Personal information
- Date of birth: 21 April 1932
- Place of birth: Liverpool, England
- Date of death: 6 March 1990 (aged 57)
- Position: Goalkeeper

Senior career*
- Years: Team / Apps / (Gls)
- 1950–1963: Everton / 231 / (0)
- 1963–1965: Wrexham / 15 / (0)
- 1965–1966: Rhyl / ?

Managerial career
- 1965–1966: Rhyl(player-manager)

= Albert Dunlop =

English Football Player

Albert Dunlop (21 April 1932 – 6 March 1990) was an English football goalkeeper.

==Football career==
Signed by Everton as a junior in 1950, Dunlop had to wait until October 1956, to make his debut when he replaced Jimmy O'Neill at Old Trafford. It was to be remarkable debut for him, Manchester United were the reigning League Champions and had been unbeaten in the last 26 games but Everton won 5–2. In the next game Arsenal were beaten 4–0 and Dunlop kept his place until the end of the season.
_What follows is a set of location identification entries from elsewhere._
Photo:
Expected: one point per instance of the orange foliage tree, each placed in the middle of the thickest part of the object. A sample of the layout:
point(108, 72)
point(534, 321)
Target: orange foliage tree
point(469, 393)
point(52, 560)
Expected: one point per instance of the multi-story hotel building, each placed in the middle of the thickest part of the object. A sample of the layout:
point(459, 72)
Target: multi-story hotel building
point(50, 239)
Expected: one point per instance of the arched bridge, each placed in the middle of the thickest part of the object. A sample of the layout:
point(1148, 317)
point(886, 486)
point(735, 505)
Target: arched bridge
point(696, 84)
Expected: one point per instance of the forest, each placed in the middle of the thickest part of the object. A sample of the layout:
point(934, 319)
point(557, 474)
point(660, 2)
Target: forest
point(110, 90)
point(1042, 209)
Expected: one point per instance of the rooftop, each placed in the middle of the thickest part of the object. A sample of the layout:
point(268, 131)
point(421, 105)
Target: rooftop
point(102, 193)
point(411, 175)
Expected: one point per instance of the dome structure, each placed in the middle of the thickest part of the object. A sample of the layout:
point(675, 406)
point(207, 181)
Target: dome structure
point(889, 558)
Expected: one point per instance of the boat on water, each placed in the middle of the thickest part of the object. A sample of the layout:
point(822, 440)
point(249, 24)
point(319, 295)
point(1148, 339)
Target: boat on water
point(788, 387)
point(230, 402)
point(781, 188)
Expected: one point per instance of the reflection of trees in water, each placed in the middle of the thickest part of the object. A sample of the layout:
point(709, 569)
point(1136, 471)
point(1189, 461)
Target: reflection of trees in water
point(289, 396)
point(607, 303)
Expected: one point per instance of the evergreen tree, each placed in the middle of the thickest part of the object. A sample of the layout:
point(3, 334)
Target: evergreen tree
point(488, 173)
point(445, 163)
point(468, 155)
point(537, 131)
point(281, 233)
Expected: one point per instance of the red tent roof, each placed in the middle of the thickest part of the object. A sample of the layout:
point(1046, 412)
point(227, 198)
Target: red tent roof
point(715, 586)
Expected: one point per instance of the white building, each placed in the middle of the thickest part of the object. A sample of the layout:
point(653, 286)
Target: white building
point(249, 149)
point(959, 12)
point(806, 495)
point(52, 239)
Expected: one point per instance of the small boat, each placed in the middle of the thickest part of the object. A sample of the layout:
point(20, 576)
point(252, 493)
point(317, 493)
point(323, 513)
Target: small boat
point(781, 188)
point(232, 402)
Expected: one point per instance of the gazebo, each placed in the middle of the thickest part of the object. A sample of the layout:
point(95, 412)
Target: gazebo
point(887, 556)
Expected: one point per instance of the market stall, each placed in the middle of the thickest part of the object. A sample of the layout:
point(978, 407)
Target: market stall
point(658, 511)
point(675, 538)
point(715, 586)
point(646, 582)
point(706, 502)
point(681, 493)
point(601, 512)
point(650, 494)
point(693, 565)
Dunlop was unchallenged for the goalkeeper's jersey for the next six years and in 1960–61 was an ever-present and helped the club to 5th in the first division, their highest post war position. The following season, he was to play in the first 29 games before being replaced by Gordon West as Everton started to build for the future.

Dunlop's last game for Everton was to be the club's best post war moment as they beat Fulham at Goodison Park to clinch the 1962–63 League title, during the summer he was to leave and joined Wrexham. He then joined Rhyl in September 1965 as a goalkeeper initially, and by February 1966 had been appointed full-time manager and commercial director of the club. He was quite a flamboyant character, and when the club was going through a rough patch he once selected himself as centre-forward to see what the problems were at first hand.

==Cricket career==
Dunlop made four appearances for Cheshire in the 1959 Minor Counties Championship.